Word To Use Today: harvest.

The tomatoes are still going great guns but by now most of the crops are safely gathered in. Last weekend in the Welsh borders the churches were bedecked with flowers, and vegetables, and flowers-made-out-of-vegetables, all for the celebration of Harvest Festival.
 
I'm greatly indebted to Elizabeth Roy for telling me about the origin of Harvest Festival in English churches. It was started in 1843 in the parish of Morwenstow in Cornwall by Rev Robert Stephen Hawker.

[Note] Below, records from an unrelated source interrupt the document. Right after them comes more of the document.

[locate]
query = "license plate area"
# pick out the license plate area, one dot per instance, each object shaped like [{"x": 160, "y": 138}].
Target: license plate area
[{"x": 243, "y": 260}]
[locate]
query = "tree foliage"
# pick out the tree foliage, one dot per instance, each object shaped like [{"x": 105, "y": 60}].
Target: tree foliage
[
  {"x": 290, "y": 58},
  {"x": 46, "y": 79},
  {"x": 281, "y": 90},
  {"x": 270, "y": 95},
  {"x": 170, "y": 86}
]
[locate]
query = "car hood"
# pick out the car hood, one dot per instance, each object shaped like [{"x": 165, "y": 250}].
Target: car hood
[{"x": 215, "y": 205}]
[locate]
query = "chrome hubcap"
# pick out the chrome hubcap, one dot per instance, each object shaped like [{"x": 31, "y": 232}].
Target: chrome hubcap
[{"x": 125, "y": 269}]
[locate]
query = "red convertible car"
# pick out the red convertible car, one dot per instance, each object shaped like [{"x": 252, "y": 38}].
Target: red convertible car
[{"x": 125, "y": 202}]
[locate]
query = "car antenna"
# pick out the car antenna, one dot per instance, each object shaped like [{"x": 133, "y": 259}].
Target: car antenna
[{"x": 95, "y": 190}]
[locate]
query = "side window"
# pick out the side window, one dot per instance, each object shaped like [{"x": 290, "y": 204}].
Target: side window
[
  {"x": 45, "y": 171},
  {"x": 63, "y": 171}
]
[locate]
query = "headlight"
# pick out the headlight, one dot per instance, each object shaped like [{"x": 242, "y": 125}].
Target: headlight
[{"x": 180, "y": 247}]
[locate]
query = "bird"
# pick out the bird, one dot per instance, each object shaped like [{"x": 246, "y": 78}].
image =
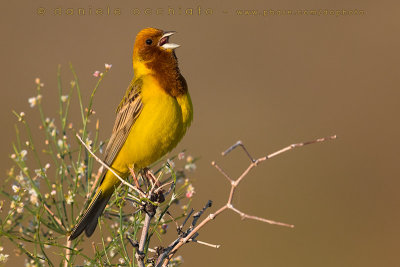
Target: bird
[{"x": 151, "y": 119}]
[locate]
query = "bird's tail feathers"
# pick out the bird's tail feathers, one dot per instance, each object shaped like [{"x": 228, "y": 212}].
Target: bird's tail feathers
[{"x": 88, "y": 221}]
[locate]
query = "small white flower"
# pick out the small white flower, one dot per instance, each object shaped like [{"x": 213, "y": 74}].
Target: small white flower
[
  {"x": 108, "y": 66},
  {"x": 60, "y": 143},
  {"x": 190, "y": 191},
  {"x": 20, "y": 210},
  {"x": 3, "y": 257},
  {"x": 23, "y": 154},
  {"x": 70, "y": 197},
  {"x": 33, "y": 198},
  {"x": 21, "y": 116},
  {"x": 15, "y": 188},
  {"x": 32, "y": 101},
  {"x": 190, "y": 167},
  {"x": 64, "y": 98}
]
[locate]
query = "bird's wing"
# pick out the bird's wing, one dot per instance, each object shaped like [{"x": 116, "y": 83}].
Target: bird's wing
[{"x": 127, "y": 113}]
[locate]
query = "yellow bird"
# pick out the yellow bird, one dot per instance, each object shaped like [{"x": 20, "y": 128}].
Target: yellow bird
[{"x": 151, "y": 119}]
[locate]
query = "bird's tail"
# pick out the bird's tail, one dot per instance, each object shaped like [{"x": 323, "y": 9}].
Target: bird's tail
[{"x": 88, "y": 221}]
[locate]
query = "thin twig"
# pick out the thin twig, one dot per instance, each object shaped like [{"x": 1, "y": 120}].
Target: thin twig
[
  {"x": 142, "y": 243},
  {"x": 67, "y": 253},
  {"x": 54, "y": 216},
  {"x": 165, "y": 257}
]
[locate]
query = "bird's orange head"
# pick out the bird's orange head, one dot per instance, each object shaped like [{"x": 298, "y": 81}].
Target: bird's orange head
[{"x": 153, "y": 50}]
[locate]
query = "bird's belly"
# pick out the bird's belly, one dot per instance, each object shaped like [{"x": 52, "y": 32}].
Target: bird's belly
[{"x": 157, "y": 131}]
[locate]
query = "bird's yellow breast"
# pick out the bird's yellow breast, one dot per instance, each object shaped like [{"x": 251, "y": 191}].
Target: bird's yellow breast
[{"x": 160, "y": 126}]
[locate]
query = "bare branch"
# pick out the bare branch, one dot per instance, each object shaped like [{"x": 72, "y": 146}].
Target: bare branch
[
  {"x": 238, "y": 143},
  {"x": 190, "y": 235},
  {"x": 246, "y": 216}
]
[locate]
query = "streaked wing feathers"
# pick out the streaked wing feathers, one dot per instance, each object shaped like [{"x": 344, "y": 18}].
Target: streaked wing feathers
[{"x": 127, "y": 113}]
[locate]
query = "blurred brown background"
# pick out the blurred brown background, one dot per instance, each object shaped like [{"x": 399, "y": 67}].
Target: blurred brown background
[{"x": 267, "y": 80}]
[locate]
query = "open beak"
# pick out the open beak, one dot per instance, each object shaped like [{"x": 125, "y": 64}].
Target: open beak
[{"x": 164, "y": 41}]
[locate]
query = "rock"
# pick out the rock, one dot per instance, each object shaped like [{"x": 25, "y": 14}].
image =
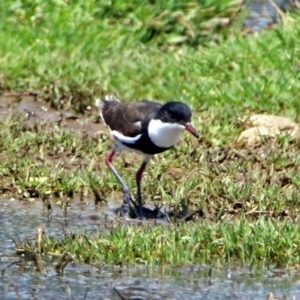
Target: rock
[{"x": 260, "y": 127}]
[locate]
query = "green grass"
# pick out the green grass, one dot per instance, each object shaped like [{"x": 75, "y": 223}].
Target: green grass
[{"x": 72, "y": 52}]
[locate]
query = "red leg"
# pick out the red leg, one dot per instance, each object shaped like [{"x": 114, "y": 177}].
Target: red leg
[
  {"x": 126, "y": 192},
  {"x": 139, "y": 175}
]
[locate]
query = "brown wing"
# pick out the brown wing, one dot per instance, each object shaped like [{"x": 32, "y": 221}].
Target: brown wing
[{"x": 128, "y": 118}]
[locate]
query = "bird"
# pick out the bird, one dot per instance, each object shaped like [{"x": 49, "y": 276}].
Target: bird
[{"x": 145, "y": 127}]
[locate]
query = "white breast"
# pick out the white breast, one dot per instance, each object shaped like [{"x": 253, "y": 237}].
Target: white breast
[{"x": 163, "y": 134}]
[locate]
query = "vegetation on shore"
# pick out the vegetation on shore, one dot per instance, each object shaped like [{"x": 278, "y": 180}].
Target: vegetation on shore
[{"x": 68, "y": 53}]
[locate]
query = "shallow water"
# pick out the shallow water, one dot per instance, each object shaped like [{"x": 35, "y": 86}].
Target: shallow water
[{"x": 19, "y": 219}]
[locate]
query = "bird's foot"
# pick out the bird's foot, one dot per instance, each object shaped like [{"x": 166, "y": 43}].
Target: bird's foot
[{"x": 125, "y": 208}]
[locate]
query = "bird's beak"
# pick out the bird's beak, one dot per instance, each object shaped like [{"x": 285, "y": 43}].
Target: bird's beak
[{"x": 191, "y": 130}]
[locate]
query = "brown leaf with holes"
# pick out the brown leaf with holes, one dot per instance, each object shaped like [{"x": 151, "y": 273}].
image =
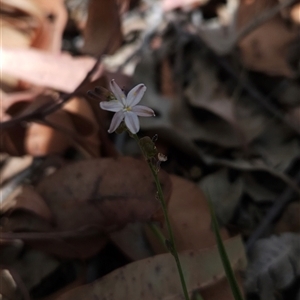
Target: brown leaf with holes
[
  {"x": 107, "y": 193},
  {"x": 88, "y": 199},
  {"x": 157, "y": 277}
]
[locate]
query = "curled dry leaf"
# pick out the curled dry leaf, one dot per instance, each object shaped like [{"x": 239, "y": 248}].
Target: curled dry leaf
[
  {"x": 108, "y": 193},
  {"x": 53, "y": 25},
  {"x": 132, "y": 241},
  {"x": 87, "y": 200},
  {"x": 224, "y": 194},
  {"x": 157, "y": 277},
  {"x": 27, "y": 199},
  {"x": 265, "y": 49},
  {"x": 103, "y": 23},
  {"x": 41, "y": 140},
  {"x": 85, "y": 123}
]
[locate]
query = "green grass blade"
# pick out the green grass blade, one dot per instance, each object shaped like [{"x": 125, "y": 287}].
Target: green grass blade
[{"x": 226, "y": 263}]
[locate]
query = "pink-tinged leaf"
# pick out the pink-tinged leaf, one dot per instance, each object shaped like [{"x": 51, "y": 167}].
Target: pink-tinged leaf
[{"x": 58, "y": 71}]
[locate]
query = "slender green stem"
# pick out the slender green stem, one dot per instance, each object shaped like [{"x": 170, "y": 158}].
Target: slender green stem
[
  {"x": 237, "y": 294},
  {"x": 171, "y": 246},
  {"x": 159, "y": 235}
]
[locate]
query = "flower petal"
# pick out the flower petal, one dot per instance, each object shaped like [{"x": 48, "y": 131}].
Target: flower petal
[
  {"x": 143, "y": 111},
  {"x": 132, "y": 122},
  {"x": 116, "y": 121},
  {"x": 135, "y": 95},
  {"x": 117, "y": 92},
  {"x": 113, "y": 105}
]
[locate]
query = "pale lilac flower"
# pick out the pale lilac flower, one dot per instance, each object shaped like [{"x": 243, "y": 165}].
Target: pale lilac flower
[{"x": 126, "y": 108}]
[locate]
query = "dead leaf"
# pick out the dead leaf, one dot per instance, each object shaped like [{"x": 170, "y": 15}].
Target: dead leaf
[
  {"x": 85, "y": 199},
  {"x": 157, "y": 277},
  {"x": 85, "y": 123},
  {"x": 13, "y": 166},
  {"x": 33, "y": 266},
  {"x": 8, "y": 287},
  {"x": 132, "y": 241},
  {"x": 46, "y": 66},
  {"x": 54, "y": 22},
  {"x": 289, "y": 221},
  {"x": 265, "y": 49},
  {"x": 92, "y": 192},
  {"x": 102, "y": 28},
  {"x": 274, "y": 264},
  {"x": 29, "y": 200},
  {"x": 224, "y": 194},
  {"x": 41, "y": 140}
]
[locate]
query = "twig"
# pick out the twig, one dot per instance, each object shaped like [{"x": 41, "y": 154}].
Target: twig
[
  {"x": 272, "y": 214},
  {"x": 246, "y": 85}
]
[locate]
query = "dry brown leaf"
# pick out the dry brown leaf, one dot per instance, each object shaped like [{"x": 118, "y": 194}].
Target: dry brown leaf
[
  {"x": 41, "y": 140},
  {"x": 157, "y": 277},
  {"x": 54, "y": 22},
  {"x": 57, "y": 71},
  {"x": 13, "y": 166},
  {"x": 85, "y": 123},
  {"x": 132, "y": 242},
  {"x": 88, "y": 199},
  {"x": 265, "y": 49},
  {"x": 102, "y": 28},
  {"x": 29, "y": 200},
  {"x": 93, "y": 191}
]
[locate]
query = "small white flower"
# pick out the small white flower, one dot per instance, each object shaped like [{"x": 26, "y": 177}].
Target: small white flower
[{"x": 126, "y": 108}]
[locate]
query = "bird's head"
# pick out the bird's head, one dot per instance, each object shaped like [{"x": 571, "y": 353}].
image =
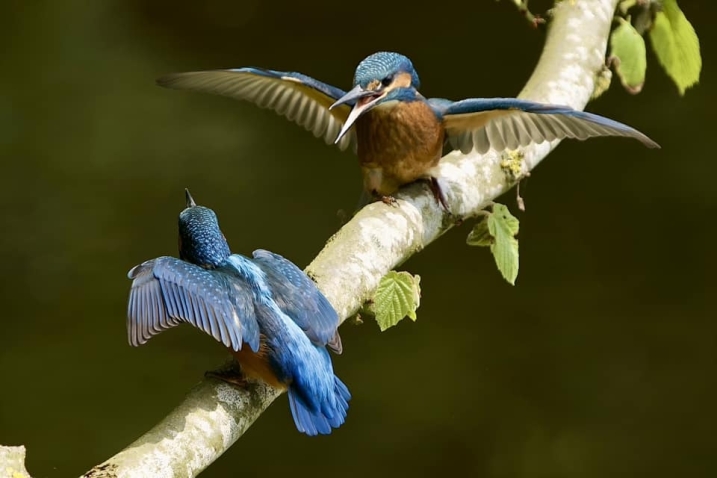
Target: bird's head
[
  {"x": 378, "y": 79},
  {"x": 201, "y": 242}
]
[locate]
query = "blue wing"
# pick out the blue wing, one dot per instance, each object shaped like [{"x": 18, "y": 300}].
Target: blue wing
[
  {"x": 298, "y": 97},
  {"x": 167, "y": 291},
  {"x": 507, "y": 123},
  {"x": 299, "y": 298}
]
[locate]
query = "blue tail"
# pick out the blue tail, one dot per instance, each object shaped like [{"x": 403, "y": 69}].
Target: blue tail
[{"x": 314, "y": 422}]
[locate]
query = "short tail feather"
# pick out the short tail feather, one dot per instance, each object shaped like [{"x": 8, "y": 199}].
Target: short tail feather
[{"x": 314, "y": 422}]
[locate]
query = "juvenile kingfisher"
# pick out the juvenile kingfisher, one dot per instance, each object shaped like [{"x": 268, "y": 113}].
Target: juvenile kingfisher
[
  {"x": 399, "y": 134},
  {"x": 270, "y": 315}
]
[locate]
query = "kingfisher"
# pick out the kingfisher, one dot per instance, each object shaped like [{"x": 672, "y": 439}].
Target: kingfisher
[
  {"x": 398, "y": 134},
  {"x": 268, "y": 312}
]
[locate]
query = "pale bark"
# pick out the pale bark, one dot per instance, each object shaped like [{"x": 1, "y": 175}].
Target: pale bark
[{"x": 380, "y": 237}]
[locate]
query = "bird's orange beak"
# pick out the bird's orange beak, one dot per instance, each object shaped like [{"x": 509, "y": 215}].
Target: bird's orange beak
[{"x": 363, "y": 101}]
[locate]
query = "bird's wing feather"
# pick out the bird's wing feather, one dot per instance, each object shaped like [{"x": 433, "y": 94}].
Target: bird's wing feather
[
  {"x": 299, "y": 298},
  {"x": 298, "y": 97},
  {"x": 507, "y": 123},
  {"x": 167, "y": 291}
]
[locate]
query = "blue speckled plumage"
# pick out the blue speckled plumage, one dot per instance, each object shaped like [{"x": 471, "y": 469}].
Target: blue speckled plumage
[
  {"x": 265, "y": 302},
  {"x": 395, "y": 140}
]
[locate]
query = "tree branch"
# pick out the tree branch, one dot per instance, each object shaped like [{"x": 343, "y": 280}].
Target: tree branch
[{"x": 380, "y": 237}]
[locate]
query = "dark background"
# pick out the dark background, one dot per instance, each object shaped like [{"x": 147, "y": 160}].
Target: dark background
[{"x": 600, "y": 362}]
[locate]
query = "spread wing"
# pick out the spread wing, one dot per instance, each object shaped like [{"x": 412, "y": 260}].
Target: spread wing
[
  {"x": 299, "y": 298},
  {"x": 298, "y": 97},
  {"x": 167, "y": 291},
  {"x": 507, "y": 123}
]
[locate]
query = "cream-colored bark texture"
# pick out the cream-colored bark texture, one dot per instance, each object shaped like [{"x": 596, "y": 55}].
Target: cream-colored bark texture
[{"x": 377, "y": 239}]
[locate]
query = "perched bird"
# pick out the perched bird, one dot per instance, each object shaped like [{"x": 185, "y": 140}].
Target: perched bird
[
  {"x": 271, "y": 316},
  {"x": 400, "y": 135}
]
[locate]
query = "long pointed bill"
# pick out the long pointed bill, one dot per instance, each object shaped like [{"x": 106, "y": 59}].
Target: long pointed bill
[
  {"x": 365, "y": 100},
  {"x": 190, "y": 199}
]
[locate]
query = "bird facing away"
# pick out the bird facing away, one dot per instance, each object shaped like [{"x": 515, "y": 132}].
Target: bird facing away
[
  {"x": 400, "y": 135},
  {"x": 270, "y": 315}
]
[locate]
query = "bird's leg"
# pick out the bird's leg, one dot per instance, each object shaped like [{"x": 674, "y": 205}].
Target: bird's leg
[
  {"x": 438, "y": 192},
  {"x": 230, "y": 373}
]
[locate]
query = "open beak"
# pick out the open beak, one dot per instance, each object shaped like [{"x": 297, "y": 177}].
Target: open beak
[{"x": 365, "y": 100}]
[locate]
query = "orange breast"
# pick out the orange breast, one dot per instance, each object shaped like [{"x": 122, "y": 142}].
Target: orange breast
[
  {"x": 398, "y": 144},
  {"x": 256, "y": 365}
]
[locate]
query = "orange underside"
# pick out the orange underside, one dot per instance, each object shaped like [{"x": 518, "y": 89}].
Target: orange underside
[{"x": 256, "y": 365}]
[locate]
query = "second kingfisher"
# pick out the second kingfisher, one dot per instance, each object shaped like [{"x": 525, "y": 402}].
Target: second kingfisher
[{"x": 399, "y": 134}]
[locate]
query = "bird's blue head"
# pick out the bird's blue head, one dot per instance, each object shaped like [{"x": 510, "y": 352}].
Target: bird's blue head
[
  {"x": 382, "y": 69},
  {"x": 379, "y": 78},
  {"x": 201, "y": 242}
]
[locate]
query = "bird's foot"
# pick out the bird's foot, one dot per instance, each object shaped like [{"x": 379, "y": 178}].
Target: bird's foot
[
  {"x": 230, "y": 374},
  {"x": 438, "y": 193},
  {"x": 389, "y": 200}
]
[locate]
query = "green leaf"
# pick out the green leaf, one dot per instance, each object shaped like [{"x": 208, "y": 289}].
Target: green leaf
[
  {"x": 480, "y": 236},
  {"x": 676, "y": 45},
  {"x": 629, "y": 56},
  {"x": 503, "y": 226},
  {"x": 398, "y": 295}
]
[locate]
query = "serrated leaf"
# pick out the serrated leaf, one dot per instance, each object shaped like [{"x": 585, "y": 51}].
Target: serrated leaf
[
  {"x": 503, "y": 226},
  {"x": 398, "y": 296},
  {"x": 676, "y": 45},
  {"x": 480, "y": 236},
  {"x": 629, "y": 56}
]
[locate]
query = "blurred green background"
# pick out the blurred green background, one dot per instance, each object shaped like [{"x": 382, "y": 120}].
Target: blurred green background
[{"x": 600, "y": 362}]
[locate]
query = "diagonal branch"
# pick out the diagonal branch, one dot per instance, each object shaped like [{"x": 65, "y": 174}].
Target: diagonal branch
[{"x": 214, "y": 415}]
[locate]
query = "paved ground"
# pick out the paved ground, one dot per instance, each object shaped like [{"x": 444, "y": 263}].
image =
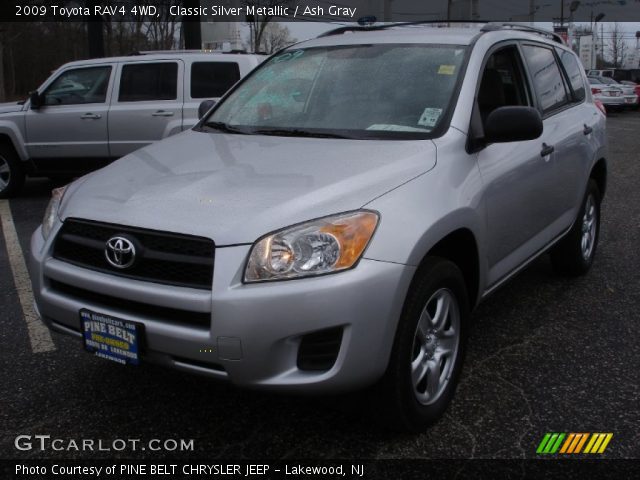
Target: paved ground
[{"x": 546, "y": 354}]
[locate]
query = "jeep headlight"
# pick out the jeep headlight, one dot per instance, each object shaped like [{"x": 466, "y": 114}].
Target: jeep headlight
[
  {"x": 51, "y": 213},
  {"x": 326, "y": 245}
]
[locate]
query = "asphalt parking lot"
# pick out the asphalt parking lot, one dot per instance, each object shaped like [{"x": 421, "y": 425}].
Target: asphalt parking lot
[{"x": 546, "y": 354}]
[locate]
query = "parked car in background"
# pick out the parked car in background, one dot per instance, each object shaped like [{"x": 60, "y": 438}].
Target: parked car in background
[
  {"x": 628, "y": 91},
  {"x": 331, "y": 223},
  {"x": 90, "y": 112},
  {"x": 635, "y": 85},
  {"x": 611, "y": 97}
]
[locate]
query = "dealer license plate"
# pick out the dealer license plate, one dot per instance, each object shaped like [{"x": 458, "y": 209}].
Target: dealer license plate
[{"x": 111, "y": 338}]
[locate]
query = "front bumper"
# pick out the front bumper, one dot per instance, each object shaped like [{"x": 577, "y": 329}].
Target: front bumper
[{"x": 254, "y": 332}]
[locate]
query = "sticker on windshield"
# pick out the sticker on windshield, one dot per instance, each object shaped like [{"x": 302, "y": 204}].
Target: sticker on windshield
[
  {"x": 288, "y": 56},
  {"x": 430, "y": 117},
  {"x": 395, "y": 128},
  {"x": 446, "y": 70}
]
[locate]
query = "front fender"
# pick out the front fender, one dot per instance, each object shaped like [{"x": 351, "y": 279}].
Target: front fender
[{"x": 13, "y": 132}]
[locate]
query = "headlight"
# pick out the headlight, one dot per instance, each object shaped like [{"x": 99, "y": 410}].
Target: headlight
[
  {"x": 327, "y": 245},
  {"x": 51, "y": 213}
]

The thanksgiving service took place on 1st October, and bread made from the first cut of the corn was taken at communion
 
Parson Hawker seems to have been altogether a delightful man, and as well as starting the tradition of Harvest Festival he is said to have draped his otherwise naked body in seaweed to impersonate a mermaid, and to have excommunicated his cat for mousing on Sunday.
 
I can't think about harvest without mentioning the Eurasian harvest mouse, which has the gorgeous scientific name Micromys minutus:

File:Harvest Mouse (face).jpg

Photo by Michael Gäbler

I must also note that the harvest moon is the full moon occurring nearest to the Autumn Equinox, and a harvestman, when it's not a man getting in a harvest, duh, is a sort of bouncy-legged spider.

Word To Use Today: harvest. This word has come to us from the Old English hærfest, and is related to the Old Norse word for harrow, the Old High German word for autumn, the Latin word meaning to pluck, the Greek word for fruit, and the Sanskrit word for shears.